His message was aimed at the Unions and the younger students in the crowd and this has been one of my main issues with him.

He and his supporters measure their success on the size of their rallies and the support they get there. He isn’t trying to speak to the wider electorate or the wider membership of the party. His message is full of broad ideas without specifics and no specifics ever emerge bar the ones that are unworkable. The idea that his investment banks will be covered by taxation and closing loopholes and avoidance schemes sound all nice, but the practicalities and the likely return to the treasury wouldn’t be enough. He announces policy through the Morning star, his chancellor announces policy seemingly on the fly in areas that aren’t in his area of responsibility (just ask Sharon Hodgson about that) and his supporters lap it up. They can’t understand that in the wider public he isn’t as well liked, they can’t see that Labour have consistently been behind in the polls bar a few day in April and when you do challenge them on it they blame the right wing media, the PLP or some vast conspiracy.

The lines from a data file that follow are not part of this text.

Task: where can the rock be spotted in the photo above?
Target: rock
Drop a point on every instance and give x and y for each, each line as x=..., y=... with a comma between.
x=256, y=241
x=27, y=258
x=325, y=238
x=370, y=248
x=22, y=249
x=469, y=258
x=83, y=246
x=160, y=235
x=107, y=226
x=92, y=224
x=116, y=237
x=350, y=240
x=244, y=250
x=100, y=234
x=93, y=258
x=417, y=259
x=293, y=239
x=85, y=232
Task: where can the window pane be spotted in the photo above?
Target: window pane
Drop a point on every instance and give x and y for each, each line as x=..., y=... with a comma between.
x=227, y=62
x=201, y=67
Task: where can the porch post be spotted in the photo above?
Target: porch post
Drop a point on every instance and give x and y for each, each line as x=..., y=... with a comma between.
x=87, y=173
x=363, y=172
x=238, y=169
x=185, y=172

One of the most telling things about to day was the concentrations of different groups of people. Momentum members and the unions/SWP/TUSC were the closest to him, then people like myself were next, and the locals many of whom won’t be labour members were out in the fringes. These were the ones who left immediately after he stopped speaking and from the bits of their conversation I heard were the least impressed by his message. And for me this summed up the situation perfectly.

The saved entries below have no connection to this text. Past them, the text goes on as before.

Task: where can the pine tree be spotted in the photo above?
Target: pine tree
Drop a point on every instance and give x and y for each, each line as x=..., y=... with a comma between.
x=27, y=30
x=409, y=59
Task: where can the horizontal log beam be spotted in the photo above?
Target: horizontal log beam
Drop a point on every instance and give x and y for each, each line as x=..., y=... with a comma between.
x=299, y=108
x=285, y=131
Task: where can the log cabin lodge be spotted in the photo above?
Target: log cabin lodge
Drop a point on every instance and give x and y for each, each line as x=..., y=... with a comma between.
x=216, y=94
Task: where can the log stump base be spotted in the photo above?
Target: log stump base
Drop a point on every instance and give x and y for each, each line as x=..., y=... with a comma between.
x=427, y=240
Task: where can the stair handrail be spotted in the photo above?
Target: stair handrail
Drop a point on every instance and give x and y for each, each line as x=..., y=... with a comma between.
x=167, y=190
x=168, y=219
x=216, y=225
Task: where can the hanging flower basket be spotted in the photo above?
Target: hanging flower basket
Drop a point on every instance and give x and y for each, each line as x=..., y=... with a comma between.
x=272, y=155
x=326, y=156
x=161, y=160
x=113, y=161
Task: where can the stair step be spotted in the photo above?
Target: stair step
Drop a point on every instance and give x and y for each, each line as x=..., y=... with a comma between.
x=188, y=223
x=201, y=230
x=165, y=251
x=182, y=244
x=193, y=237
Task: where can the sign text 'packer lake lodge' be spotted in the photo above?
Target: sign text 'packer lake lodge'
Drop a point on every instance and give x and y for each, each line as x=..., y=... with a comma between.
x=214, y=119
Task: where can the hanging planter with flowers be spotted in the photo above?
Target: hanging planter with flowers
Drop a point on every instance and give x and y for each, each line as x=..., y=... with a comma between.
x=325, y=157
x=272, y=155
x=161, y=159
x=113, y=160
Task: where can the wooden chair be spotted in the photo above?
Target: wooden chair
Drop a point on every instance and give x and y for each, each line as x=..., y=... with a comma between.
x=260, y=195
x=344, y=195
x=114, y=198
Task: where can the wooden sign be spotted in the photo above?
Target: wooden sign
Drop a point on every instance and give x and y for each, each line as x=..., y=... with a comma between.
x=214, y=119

I thought I would be leaving the event feeling angry, however the overriding feeling was one of disappointment. Disappointment that for almost a year we’ve had a different Jeremy than the one we had in the campaign in 2015, while he was full of energy and was a breath of fresh air, the Jeremy of Labour leader has been the opposite, an almost paranoid, ineffective politician who hasn’t been able to meet the demands and duties of leader of the opposition. For a brief moment I remembered what made me like him and join in the first place but then as I walked down the street past the charity shops, the pawn shops and the now empty shell of BHS I remembered why he needs to go.  Labour is a union of left-wing movements but they realised long ago that those movements needed proper representation, and needed to be in Government to bring their aims to fruition. Labour is about coming together, to change the country for the better, to make sure that your children have it better than you. That they have the best schools, the best teachers, the best hospitals and the best doctors all free, that they can realise their potential and reach for it. And even if they fall, that there’s something there to catch them. And right now that is simply not going to happen.

As I got home I heard that the appeal by Labour had been successful and that the voting block would stand, this cause a lot of fellow Smith supporters to be happy at this as those supporters were believed to be more for Jeremy than Owen, however like Toby says during that tense conversation with Bartlet:

” There’s an old expression: “Quando dio vuole castigarci ci manda quello che desideriamo.” When the gods wish to punish us, they answer our prayers.”